“I’ve lived my dream”: Iceland’s Jónsi talks fatherhood and Eurovision to mark 40th birthday


Jón Jósep Snæbjörnsson — or Jónsi, as he is known among Eurovision fanatics — represented Iceland twice at Eurovision, in 2004 and 2012.

And to mark his 40th birthday, the “Never Forget” singer recently looked back on his career with Icelandic media pressan.is.

Among other things he discussed life as the frontman of Í Svörtum Fötum, one of Iceland’s most popular bands in recent years, fatherhood and, of course, Eurovision.

With his “devil may care” attitude and boundless energy, Jónsi frequently comes off as a goofball. But that’s just a part of him.

In real life Jónsi is quite calm, has been married for 17 years and is a proud father to two boys, age 11 and 16.

“They keep me grounded, no doubt,” he said in the interview. “I knew for a fact that I could’ve been stupid enough to waste my life completely, but I was so unbelievably lucky to meet my wife early and become a father, even before my band made it.”

“So I was already taking on a lot of responsibility, and I was already settled. But there have been ups and downs, of course, and there were times when I lost myself in ‘the stardom’ and became too fixated with my career and myself. But on the whole, I have focused on the real me. A husband, a father, a son and a friend. Those are the most important things in life. Plus I would hate if people saw me as some kind of an airhead with a huge ego. If that would happen, I would know I’ve failed completely.”

When it comes to music, Jónsi feels he has made most of his dreams come true.

“I wanted to make records, and I wanted to compete in Eurovision,” he said. “The band has been active for 20 years, and right from the start, we were certain of what we wanted to do, what kind of music we wanted to compose, and we were strong enough to make it work. And I got to go to Eurovision twice!”

Jónsi has always been a musician, though he struggled to label himself as such.

“The music is a part of me. I can’t ignore it. But now I feel like I understand better what signifies good music and a good singer. I’m more confident now, to do different things and what I feel is the right thing. Maybe this is what they call ‘growing up’?”

“I admire those kids today, who are not afraid to call themselves artists. For a long time I did not want to call myself a musician, even though that was my job. I always thought of it being temporary.”

But Jónsi is a musician. And not only that: He is also an air steward with a degree in psychology, and he is currently finishing a masters degree in human resources. He regularly works as an event planner and every now and then, he and his guitar do acoustic gigs.
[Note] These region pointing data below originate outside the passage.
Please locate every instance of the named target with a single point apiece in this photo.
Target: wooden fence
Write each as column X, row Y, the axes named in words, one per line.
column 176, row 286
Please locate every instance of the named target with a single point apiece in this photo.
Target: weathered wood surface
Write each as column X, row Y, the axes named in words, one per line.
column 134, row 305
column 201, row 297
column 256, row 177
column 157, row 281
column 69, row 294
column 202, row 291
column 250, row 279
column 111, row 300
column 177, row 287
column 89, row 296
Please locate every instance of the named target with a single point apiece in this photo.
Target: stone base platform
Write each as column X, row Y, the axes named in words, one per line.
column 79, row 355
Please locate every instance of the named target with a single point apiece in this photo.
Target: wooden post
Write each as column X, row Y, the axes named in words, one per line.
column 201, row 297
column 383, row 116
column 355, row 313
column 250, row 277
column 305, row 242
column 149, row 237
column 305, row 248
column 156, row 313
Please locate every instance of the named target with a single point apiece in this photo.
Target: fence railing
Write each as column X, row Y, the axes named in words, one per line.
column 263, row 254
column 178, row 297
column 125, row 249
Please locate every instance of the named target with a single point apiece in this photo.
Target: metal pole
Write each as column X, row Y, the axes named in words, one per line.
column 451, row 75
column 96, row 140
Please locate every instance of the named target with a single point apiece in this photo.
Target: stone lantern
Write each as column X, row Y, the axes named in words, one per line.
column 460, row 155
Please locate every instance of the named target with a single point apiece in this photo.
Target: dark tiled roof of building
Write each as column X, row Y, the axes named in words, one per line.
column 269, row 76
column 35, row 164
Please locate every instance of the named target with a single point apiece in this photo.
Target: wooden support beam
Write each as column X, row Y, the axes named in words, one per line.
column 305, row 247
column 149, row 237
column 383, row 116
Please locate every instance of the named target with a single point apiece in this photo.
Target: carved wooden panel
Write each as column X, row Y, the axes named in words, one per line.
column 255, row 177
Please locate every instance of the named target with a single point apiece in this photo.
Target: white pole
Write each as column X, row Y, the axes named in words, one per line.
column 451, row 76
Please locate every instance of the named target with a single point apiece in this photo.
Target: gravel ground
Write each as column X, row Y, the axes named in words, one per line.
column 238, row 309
So even though he’s not currently touring around the country with his band, Jónsi has his hands full and that’s the way he likes it. As he said: “I feel so blessed being able to this!”

He doesn’t miss the days when he was constantly in the Icelandic media, and when everyone had an opinion about him. Despite performing all around the world, Jónsi really is shy and reserved.

“I’ve always found it a little bit uncomfortable to attract too much attention. Especially when it affects my children. I remember people shouting really nasty stuff at me, when I was in public with my sons. It got really bad at one point, and I didn’t want that for my kids. I didn’t want them to suffer from the fact their dad was famous. I wanted and still want them to lead normal lives, and I myself wanted to be able to take care of them, and not let my job as a singer, consume me. But I knew from the start that being in the public eye meant that I would unavoidably become a role model, and that is a responsibility no one should take on lightly because that is a privilege and you have to try and be the best version of yourself!”

Jónsi just turned 40 and is more than happy with that milestone.

“When I was a kid, being that age seemed overwhelming, but I find it awesome to be this age now! I’m only halfway through my life, and yet I have accomplished so much and for that I am eternally grateful.”